The ruling infers that Pass goes against the grain of the EU’s Telecom Single Market Regulation. The roam-like-home principle, adopted by EU lawmakers in June 2017, means consumers abroad should be able to use the same mobile tariffs as they do at home. While Pass users in Germany can access selected chat, social, music, and video apps without affecting their monthly data allowances, this option is not extended when they travel to other EU member states, with use of the apps outside Germany are fully deducted from data allowances.

Jana Brockfeld, Legal Officer at the VZBV, noted that “according to [the law], a mobile phone tariff for internet use in other EU countries may not be higher than in Germany.

Lina Ehrig, Head of Digital and Media at the VZBV, went further. “Violations of the rules of net neutrality must be sanctioned in accordance with the EU”, she said. “So far, the German legislator has missed that. This is likely a reference to VfD’s insistence that Pass video traffic is limited to standard definition (SD). She recommended that the federal government raise the penalty levels for network neutrality violations to an eye-watering 15% of global corporate sales.

Other gripes

VfD was also found guilty of misleading advertising.

Website information about Pass usage restrictions was insufficient, said the court. While app-related voice, video-telephony, advertising, and the opening of external links are not included with Pass, consumers can apparently only find this information out if they scour around footnotes or look at FAQs.

The VZBV did not get everything it asked for. The court rejected the organisation’s plea to remove a Pass clause on tethering. The way Pass is currently structured, users wishing to access selected content on their laptops via a SIM card on their mobile devices will see those data volumes deducted from their monthly allowances. The court said the tethering clause was permissible, although the VZBV said it would appeal against this part of the judgment. The VZBV thought VfD’s policy was not compatible with EU regulation, which allows customers to choose freely their terminal devices.

VfD can also appeal against the court ruling as it is not legally binding. As far as Vodafonewatch is aware, VfD has not publicly commented on the ruling, although it said previously that requirements to provide Pass customers with zero-rated data when roaming in the EU would not be “economically viable” and cause “unpredictable costs”.

Pass history

In June 2018, Bundesnetzagentur (BNetzA), Germany’s telecoms regulator, ruled that Pass need not be disallowed entirely, so long as it adhered to EU law and was made available elsewhere in Europe on the same terms. In response to the regulator’s concerns, VfD reserved the right to restrict roaming volume for use in other EU countries to 5GB-per-Pass. BNetzA considered the data volume insufficient, however, and ruled against it (Vodafonewatch, #167). In response, VfD appealed and filed for legal protection in the administrative court. The BNetzA ruling is suspended until court proceedings are concluded.

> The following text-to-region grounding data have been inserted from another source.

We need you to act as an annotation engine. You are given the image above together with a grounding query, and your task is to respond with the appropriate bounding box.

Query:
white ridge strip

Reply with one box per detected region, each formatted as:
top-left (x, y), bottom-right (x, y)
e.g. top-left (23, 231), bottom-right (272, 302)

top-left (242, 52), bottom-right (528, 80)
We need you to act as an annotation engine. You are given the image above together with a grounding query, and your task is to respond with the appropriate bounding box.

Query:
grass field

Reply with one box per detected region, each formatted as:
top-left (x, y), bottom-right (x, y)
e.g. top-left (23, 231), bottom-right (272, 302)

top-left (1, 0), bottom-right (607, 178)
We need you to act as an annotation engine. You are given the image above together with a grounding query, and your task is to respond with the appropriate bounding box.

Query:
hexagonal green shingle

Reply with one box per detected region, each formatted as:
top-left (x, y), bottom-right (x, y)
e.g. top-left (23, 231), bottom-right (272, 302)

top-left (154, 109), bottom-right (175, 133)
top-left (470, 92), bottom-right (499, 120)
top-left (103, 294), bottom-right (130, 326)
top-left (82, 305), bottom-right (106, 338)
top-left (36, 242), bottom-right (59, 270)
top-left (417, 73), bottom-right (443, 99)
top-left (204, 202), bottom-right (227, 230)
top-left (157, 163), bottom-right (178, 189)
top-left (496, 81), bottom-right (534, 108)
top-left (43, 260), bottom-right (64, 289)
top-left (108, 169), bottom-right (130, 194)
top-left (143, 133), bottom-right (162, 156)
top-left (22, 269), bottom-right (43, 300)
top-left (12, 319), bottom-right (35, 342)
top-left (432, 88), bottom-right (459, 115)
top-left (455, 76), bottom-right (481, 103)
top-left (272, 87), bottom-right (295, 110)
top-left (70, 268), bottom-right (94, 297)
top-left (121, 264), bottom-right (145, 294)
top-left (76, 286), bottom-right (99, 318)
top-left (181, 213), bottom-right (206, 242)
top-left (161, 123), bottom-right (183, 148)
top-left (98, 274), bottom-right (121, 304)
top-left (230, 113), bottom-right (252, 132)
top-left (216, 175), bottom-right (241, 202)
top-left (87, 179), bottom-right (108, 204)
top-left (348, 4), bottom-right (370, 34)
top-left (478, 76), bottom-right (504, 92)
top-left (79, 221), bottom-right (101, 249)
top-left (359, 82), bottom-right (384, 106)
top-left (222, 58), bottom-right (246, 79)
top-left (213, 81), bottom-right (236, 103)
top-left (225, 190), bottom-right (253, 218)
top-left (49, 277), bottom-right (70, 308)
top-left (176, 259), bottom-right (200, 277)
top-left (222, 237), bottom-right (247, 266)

VfD had more success in addressing BNetzA’s objections surrounding net neutrality. After adjustments to its Pass offer, which means video traffic is no longer throttled back, BNetzA – in its June 2018 ruling – saw no need to take VfD to task on this issue. VfD reserved the right, however, to limit video to SD as far as this was legally permissible.

In August 2018, UK regulator Ofcom dropped an investigation into possible breaches of the EU’s net neutrality rules by Vodafone UK’s (VfUK) equivalent Pass products, following moves by the operator to bring its services into compliance (Vodafonewatch, #167). The regulator was investigating VfUK’s ’traffic management’ practices for Passes, such as the throttling of particular categories of traffic, like data roaming. It was also studying the transparency of exceptions to zero-rating policies, such as voice calls made from within a messaging service covered by Passes. To comply, VfUK was said to have agreed to maintain accurate information about these exceptions, and to send subscribers text messages with a link to this information when they activate their Pass. It is also to stop restricting Pass video quality to SD (although it reserved the right to re-introduce video optimisation in the future) and confirmed it does not impose restrictions on tethering.